Pazartesi akşamı yaşananların siyasi sonuçları, ekonomik sonuçlarından çok daha derin olacak. En önemli kısmı şu: Erdoğan'ı devirmek isteyenlerin hayalleri yıkıldı.
Sadece ekonominin düzelmesinden ve bunun Erdoğan lehine halk desteğini artıracağından bahsetmiyorum. Çok daha derin bir şey yaşandı o gece. Muhalefetin umutları tükendi. Bu zamana kadar devirememişlerdi ama ekonomik baskının kendileri için Erdoğan'ı devireceğine çok inanmışlardı. Hepsi "Bitti bu iş" gözüyle bakıyordu. Çünkü "Erdoğan çok mücadele kazanmış olabilir ama piyasalara yenilecektir" diye düşünüyorlardı. O da olmadı.

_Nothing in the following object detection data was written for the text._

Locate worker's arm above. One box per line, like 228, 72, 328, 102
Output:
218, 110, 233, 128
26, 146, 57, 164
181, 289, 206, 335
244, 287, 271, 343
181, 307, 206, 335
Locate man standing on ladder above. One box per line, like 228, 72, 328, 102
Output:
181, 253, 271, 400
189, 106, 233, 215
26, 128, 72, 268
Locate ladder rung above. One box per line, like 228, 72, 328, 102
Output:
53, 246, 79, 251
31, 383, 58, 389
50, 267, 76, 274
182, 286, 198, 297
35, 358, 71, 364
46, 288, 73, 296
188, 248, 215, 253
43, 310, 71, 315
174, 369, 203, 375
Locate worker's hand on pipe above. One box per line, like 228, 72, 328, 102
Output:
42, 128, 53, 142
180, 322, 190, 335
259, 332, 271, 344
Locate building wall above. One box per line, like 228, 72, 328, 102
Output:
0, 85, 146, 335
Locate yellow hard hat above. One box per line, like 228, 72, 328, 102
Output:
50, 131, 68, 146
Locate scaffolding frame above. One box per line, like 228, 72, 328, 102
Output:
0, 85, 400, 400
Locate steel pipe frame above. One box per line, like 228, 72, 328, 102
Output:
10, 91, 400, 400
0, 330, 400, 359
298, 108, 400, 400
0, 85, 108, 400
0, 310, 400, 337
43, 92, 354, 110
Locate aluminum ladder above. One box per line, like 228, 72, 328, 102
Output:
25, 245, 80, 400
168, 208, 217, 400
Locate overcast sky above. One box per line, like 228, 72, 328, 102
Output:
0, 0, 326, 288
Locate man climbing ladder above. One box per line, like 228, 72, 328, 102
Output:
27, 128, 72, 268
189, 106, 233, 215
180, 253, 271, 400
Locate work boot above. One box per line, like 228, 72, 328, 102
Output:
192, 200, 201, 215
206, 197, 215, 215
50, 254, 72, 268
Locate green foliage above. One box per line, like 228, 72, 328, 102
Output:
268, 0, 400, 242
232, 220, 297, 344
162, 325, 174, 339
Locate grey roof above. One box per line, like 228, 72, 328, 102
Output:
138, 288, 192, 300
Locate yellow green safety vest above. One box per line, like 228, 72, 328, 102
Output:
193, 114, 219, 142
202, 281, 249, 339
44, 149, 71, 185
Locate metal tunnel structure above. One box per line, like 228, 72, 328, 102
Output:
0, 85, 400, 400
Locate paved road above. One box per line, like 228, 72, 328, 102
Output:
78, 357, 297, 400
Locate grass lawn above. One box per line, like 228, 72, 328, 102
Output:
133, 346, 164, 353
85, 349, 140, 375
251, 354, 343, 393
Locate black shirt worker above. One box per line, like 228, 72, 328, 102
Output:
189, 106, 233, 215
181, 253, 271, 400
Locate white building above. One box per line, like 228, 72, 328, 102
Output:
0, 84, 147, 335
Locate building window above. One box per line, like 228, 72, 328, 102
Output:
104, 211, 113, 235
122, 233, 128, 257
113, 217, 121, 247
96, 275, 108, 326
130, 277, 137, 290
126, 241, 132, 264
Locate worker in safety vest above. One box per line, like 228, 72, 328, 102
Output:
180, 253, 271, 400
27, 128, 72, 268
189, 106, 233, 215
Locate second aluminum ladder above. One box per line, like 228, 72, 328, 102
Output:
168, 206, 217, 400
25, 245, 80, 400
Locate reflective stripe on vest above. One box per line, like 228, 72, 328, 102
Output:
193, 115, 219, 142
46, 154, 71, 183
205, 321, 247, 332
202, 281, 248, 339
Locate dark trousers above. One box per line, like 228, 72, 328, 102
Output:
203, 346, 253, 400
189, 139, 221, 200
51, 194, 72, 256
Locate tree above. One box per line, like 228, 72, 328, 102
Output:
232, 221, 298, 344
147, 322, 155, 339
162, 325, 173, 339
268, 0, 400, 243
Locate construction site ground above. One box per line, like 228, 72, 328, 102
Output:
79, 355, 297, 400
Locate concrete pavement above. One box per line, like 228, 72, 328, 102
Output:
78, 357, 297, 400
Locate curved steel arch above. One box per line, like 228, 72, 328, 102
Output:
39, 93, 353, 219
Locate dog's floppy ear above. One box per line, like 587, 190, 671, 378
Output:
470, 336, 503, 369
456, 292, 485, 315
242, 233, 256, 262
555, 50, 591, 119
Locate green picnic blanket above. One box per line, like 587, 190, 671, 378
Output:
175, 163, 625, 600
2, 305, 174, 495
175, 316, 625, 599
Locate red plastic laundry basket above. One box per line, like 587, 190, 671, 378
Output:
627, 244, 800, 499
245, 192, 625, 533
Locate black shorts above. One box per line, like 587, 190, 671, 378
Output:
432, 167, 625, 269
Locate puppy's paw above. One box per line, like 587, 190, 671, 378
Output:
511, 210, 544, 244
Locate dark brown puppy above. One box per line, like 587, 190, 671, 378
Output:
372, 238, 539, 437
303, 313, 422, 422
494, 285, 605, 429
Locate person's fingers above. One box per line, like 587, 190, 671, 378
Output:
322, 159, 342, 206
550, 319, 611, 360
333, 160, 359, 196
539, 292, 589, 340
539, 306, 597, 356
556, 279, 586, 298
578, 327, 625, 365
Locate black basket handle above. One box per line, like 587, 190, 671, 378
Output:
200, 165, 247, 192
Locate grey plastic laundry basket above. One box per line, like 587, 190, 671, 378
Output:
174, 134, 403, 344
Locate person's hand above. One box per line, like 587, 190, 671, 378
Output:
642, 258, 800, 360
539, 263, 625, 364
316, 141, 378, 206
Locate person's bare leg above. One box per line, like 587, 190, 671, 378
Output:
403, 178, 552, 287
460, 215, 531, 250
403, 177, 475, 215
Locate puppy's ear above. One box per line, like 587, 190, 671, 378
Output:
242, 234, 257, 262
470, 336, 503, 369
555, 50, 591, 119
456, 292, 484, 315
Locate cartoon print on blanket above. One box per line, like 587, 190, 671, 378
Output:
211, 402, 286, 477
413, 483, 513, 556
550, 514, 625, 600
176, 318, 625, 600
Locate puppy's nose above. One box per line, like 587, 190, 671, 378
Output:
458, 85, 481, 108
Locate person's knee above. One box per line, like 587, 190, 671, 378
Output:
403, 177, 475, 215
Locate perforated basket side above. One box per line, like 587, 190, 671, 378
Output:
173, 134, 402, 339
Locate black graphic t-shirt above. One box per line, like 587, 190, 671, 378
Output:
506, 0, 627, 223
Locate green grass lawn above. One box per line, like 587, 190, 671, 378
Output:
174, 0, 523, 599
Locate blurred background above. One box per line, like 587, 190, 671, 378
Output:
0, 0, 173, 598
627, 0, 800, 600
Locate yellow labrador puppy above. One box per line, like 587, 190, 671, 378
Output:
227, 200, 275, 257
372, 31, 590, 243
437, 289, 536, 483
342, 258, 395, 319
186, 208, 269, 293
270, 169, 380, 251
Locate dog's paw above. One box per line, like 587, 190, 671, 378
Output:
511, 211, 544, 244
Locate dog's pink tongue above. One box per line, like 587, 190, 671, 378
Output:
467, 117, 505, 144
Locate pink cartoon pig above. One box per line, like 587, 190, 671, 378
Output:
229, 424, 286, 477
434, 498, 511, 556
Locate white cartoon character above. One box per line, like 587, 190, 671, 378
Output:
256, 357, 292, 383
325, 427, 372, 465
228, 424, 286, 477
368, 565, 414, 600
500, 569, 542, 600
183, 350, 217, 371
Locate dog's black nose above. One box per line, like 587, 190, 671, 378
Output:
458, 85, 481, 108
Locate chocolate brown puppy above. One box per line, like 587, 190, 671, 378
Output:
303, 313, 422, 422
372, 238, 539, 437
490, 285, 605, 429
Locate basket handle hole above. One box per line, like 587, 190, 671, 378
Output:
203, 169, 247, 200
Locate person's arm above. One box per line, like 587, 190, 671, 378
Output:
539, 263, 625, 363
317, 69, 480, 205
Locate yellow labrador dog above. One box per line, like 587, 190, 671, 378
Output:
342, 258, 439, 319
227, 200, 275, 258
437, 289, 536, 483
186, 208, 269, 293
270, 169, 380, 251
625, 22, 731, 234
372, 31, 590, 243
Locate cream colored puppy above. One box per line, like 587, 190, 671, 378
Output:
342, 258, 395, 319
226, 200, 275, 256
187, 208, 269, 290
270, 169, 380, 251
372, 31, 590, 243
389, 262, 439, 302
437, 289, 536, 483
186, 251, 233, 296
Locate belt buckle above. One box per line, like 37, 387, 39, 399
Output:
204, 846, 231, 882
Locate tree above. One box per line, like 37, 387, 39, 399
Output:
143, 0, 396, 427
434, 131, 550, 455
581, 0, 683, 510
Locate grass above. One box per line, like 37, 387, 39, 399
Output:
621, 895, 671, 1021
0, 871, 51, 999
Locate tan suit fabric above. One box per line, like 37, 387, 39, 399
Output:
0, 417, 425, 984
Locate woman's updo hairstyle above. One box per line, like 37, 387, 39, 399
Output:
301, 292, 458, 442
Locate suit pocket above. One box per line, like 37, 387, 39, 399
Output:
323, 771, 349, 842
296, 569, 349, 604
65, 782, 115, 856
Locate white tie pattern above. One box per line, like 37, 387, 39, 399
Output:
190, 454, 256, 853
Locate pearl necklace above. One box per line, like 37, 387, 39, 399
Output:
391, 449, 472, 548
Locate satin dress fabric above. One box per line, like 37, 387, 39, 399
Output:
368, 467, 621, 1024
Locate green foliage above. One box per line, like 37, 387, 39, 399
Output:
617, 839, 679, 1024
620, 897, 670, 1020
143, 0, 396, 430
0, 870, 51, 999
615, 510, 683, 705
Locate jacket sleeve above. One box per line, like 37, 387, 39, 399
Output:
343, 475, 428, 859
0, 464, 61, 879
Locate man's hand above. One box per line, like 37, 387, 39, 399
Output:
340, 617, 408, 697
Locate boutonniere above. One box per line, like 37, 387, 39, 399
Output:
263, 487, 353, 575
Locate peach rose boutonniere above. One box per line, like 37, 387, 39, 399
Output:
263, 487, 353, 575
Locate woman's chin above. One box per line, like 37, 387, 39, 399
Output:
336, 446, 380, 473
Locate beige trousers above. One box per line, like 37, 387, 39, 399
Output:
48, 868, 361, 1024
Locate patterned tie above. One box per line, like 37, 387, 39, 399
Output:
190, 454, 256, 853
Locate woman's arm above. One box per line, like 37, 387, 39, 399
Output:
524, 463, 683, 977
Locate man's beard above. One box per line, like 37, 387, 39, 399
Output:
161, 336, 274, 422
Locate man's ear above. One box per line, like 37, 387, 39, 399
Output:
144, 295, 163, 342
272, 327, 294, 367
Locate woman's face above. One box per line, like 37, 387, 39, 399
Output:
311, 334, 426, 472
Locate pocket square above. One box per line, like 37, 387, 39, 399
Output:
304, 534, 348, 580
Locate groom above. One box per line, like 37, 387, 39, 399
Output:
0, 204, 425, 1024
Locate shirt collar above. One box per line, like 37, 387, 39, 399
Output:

Erdoğan piyasaları da altüst etti. Eminim bütün muhalifler o gece bunu düşündü. "Eğer piyasalar bile deviremiyorsa bizim elimizden ne gelir ki" diye hayıflandıklarından zerre kadar şüphem yok. Kılıçdaroğlu belki çalışma masasında gençlere video çekiyordu. Belki de Sevgi Hanım'la mutfakta börek açıyordu. Bilemem. Ama elinde oklava varsa yere düşürdüğüne bahse girerim. Zaten o günden beri kuyruğu kulağı düşmüş, süklüm püklüm bir görüntü veriyor. Gerçi anlama kıtlığı yaşayan bazı siyasi parti liderleri var. Ortalıkta "faiz", "kumar", "alış fırsatı" diye geveleyerek şaşkın ördek gibi dolanıyorlar. Ama jeton düşünce onlar da sessizliğe bürünecektir.
Erdoğan sadece ekonomistlerin putlarını yıkmakla kalmadı. Sadece siyasi yenilmezliğini ilan etmedi. Muhaliflerin içindeki kazanmaya dair ufacık umut kırıntılarını da süpürdü. "Böyle bir zamanda şapkadan bunu çıkartan Erdoğan kim bilir daha neler çıkartacaktır" diye tırnaklarını kemirmeye başladılar. İşte asıl olan budur.
Aslında muhalefete naçizane bir tavsiyede bulunmak isterim: Bunca şey denediniz, olmadı. Gelin bükemediğiniz bileği öpün. Partilerinizi kapatın demiyorum. Ama en azından Erdoğan'ın arkasına düşün. Ülkenin inşasına bir katkınız olsun. Tarihe yanlış tarafta geçmeyin.
Madem ekonomik bir kurtuluş savaşı veriyoruz. Madem bu kadar becerikli bir komutan bulmuşuz. Kaçırmayın bu şansı. Gelin siz de Ankara Hükümeti'nin yanında yer alın. Geçin Anadolu'ya. Zira bu Anadolu ihtilalinin son halkasıdır. Düşman denize döküldüğünde filikalarda sığınma arayanlardan olmayın.
Bunda utanacak bir durum yok. Sonuçta sıradan bir siyasetçiye değil, Erdoğan'a karşı kaybettiniz. "Kim olsa kaybederdi" diye izah edebilirsiniz kendinizi, soranlara. Kimse ayıplamaz bunun için sizi.
Eğer teklifimi çok değişik ve alışılmadık buluyorsanız onu da boşverin. Sonuçta neler gördük ve yaşadık son bir haftada. İktisat teorileri bile baş aşağı olmuş. Siz Cumhur İttifakı'na katılsanız kim tuhaf bulur? Adam Smith mezarında ters dönmüş. Milton Friedman ağlıyor. Sizin de anlamaya başladığınız gerçekleri itiraf etmeniz kimseyi şaşırtmaz.
Hazır bir lider bulmuş Türkiye. Hazır ekonomik kapitülasyonlardan kurtulma şansı doğmuş. Boşverin zararlı cemiyetlerin peşine takılmayı. İngiliz muhibi olmak, Amerikan mandacısı olmak iyi değildir. Kuvayı Milliye iyidir. "Ordu yok" dediler, kurduk. "Para yok" dediler, "Buluruz" dedik.